Le deuil normal est marqué, dans son début, par un état de choc, puis de symptômes de nature dépressive, et la fin du deuil se manifeste par la phase de rétablissement.

Cette dernière phase commence généralement à partir du sixième mois.

Les psychiatres considèrent que certains facteurs peuvent entraver le processus de guérison normal d’un deuil.

C’est notamment le cas lorsque la mort est brutale.

Les Chambres Civile et Criminelle de la Cour de Cassation s’accordent pour considérer que les conséquences pathologiques endurées par la victime par ricochet du fait du décès de la victime directe constituent un préjudice d’affection distinct de celui résultant de l’atteinte à l’intégrité psychique consécutive au décès et indemnisé du chef du déficit permanent, de sorte que ne violent pas le principe de la réparation intégrale sans perte ni profit pour la victime, les sommes respectivement allouées en réparation de ces deux préjudices.

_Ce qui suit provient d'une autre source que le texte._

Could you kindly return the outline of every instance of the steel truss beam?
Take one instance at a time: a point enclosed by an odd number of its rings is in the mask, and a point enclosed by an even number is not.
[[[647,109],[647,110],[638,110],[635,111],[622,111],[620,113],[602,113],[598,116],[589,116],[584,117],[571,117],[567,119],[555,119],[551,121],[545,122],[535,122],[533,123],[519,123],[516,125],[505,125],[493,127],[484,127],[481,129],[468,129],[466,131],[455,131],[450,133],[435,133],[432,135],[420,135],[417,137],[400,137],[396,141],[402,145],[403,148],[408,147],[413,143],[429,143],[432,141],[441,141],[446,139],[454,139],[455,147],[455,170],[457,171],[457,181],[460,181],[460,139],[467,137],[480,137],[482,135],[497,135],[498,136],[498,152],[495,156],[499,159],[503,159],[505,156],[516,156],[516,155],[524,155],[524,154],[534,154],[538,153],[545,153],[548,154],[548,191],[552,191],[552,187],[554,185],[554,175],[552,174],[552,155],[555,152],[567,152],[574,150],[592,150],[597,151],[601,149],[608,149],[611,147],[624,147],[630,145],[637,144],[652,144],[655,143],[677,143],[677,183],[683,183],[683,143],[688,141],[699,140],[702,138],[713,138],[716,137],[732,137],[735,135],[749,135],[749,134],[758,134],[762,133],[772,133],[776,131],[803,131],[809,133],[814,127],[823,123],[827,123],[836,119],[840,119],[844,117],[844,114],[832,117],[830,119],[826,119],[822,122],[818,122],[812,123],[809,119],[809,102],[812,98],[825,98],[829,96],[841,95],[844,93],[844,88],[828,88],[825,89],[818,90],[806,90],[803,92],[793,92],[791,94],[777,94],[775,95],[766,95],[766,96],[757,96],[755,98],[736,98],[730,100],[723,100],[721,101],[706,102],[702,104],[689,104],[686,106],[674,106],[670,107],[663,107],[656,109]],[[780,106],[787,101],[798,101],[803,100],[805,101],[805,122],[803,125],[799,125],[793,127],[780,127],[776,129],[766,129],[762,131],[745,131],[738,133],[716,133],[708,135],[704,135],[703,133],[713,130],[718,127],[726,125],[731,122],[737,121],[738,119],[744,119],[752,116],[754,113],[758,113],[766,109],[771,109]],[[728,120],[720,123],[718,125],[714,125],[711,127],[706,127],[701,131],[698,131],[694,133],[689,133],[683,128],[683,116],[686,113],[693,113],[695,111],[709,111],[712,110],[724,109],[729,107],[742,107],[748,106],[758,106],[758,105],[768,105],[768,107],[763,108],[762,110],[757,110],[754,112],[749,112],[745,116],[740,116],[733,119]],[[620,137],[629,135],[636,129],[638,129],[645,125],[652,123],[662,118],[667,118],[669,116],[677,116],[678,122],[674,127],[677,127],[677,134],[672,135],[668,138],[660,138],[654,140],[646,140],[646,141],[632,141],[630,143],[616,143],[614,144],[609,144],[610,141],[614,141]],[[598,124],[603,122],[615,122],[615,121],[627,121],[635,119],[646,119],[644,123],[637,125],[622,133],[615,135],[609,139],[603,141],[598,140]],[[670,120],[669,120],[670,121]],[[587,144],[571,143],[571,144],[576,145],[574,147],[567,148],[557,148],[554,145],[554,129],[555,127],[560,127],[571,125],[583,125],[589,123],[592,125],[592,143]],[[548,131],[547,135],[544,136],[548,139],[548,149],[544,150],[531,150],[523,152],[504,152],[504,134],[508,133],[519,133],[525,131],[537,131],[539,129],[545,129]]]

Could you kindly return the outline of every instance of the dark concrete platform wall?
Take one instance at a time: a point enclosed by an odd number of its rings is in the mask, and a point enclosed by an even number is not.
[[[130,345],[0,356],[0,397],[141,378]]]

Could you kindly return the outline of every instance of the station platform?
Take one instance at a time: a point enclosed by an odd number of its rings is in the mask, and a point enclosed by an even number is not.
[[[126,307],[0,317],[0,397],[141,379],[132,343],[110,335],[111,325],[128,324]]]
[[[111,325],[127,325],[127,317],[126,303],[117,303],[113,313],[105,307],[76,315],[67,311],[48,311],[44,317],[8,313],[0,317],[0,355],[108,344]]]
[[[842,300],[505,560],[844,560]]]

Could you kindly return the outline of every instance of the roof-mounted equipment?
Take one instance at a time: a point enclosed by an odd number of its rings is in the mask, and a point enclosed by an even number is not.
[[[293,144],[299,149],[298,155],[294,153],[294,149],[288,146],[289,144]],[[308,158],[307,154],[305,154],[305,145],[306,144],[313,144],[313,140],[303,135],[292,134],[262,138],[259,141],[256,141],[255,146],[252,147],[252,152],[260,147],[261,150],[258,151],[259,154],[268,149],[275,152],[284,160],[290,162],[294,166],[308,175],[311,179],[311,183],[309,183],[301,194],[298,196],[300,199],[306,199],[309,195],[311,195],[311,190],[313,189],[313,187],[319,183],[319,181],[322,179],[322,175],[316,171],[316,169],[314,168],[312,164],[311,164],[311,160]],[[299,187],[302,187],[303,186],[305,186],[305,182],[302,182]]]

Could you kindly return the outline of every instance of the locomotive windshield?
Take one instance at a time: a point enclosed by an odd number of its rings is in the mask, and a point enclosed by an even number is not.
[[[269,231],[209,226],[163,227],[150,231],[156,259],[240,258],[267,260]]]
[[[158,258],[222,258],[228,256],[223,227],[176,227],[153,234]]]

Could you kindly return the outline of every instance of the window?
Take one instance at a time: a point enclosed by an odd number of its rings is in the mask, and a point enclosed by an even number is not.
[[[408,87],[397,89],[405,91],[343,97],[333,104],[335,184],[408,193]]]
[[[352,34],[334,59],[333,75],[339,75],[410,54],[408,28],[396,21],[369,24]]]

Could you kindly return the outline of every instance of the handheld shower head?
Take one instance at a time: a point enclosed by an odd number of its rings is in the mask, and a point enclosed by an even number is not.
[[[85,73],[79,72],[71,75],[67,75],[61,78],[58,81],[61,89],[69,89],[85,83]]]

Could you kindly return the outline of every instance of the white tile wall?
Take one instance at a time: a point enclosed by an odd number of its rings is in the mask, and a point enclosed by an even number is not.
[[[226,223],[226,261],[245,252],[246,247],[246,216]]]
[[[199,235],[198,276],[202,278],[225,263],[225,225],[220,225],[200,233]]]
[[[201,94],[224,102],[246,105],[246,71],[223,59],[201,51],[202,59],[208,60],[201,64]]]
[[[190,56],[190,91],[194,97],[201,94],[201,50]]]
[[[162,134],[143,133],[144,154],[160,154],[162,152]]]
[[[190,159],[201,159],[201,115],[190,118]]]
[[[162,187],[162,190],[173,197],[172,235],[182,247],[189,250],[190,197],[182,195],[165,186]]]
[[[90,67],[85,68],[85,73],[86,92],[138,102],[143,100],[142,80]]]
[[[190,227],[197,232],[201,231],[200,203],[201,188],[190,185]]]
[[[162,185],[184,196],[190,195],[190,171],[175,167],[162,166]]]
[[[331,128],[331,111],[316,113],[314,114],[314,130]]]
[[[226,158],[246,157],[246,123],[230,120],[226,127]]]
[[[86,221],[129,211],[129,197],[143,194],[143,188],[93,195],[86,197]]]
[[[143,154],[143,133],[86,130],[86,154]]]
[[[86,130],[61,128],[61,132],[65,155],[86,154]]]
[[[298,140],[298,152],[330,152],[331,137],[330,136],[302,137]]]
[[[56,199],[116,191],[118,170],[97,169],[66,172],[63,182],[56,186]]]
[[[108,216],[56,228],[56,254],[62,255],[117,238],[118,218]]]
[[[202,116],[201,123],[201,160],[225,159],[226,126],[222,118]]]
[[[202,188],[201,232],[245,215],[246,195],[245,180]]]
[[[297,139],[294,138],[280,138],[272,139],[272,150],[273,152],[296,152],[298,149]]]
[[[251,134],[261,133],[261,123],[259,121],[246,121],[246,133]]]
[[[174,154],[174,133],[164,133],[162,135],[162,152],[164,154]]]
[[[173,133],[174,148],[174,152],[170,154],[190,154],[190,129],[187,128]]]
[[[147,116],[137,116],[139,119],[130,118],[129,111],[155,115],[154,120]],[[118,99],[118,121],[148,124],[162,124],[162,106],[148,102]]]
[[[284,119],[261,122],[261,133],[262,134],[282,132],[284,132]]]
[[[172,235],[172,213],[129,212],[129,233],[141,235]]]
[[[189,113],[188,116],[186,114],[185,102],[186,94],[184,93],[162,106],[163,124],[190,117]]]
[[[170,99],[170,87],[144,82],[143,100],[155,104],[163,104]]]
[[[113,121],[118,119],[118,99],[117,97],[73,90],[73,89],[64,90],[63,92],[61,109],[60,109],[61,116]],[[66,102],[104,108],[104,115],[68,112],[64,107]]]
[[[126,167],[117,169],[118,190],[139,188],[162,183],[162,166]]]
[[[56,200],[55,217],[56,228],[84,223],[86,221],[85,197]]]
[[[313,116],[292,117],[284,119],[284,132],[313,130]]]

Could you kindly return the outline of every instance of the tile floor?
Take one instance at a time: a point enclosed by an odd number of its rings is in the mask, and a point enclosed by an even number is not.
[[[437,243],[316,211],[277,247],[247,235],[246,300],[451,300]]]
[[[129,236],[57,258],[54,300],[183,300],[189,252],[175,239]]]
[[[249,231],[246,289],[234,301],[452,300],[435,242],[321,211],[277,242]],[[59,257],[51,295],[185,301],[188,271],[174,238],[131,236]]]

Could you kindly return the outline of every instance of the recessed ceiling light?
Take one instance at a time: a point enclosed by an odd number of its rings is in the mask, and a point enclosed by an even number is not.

La 2ème Chambre Civile a statué en ce sens dans un arrêt du 23 mars 2017 :

« La Cour d’Appel, qui a ainsi caractérisé l’existence en l’espèce, d’un préjudice d’affection résultant, pour Madame Y. de la douleur d’avoir perdu son conjoint, distinct de celui résultant de l’atteinte à son intégrité psychique consécutive à ce décès réparé au titre des postes de souffrances endurées et du déficit fonctionnel permanent, n’a pas, en allouant la somme critiquée, indemnisé deux fois le même préjudice. »

Cour de cassation, civile, Chambre civile 2, 23 mars 2017, 16-13.350, Publié au bulletin

La Chambre Criminelle, dans un arrêt du 2 avril 2019 a jugé :

« Que pour confirmer le jugement en ce qu’il avait retenu au bénéfice de Madame Y. un préjudice au titre du pretium doloris, du déficit fonctionnel permanent et un préjudice d’affection distinct de ceux-ci, l’arrêt attaqué a prononcé par les motifs propres et réputés adoptés repris aux moyens.

Attendu qu’en prononçant ainsi et dès lors qu’elle a caractérisé un préjudice d’affection causé par les conséquences pathologiques du deuil, distinct du préjudice résultant de l’atteinte à l’intégrité psychique consécutive au décès de son frère, réparé au titre des souffrances endurées et du déficit fonctionnel permanent, la Cour d’Appel n’a pas indemnisé deux fois le même préjudice et a assuré une réparation intégrale sans perte ni profit pour la victime. »

Cour de cassation, criminelle, Chambre criminelle, 2 avril 2019, 18-81.917, Publié au bulletin

Peuvent ainsi être indemnisés, en plus du préjudice d’affection, le déficit fonctionnel temporaire, les souffrances endurées et le déficit fonctionnel permanent.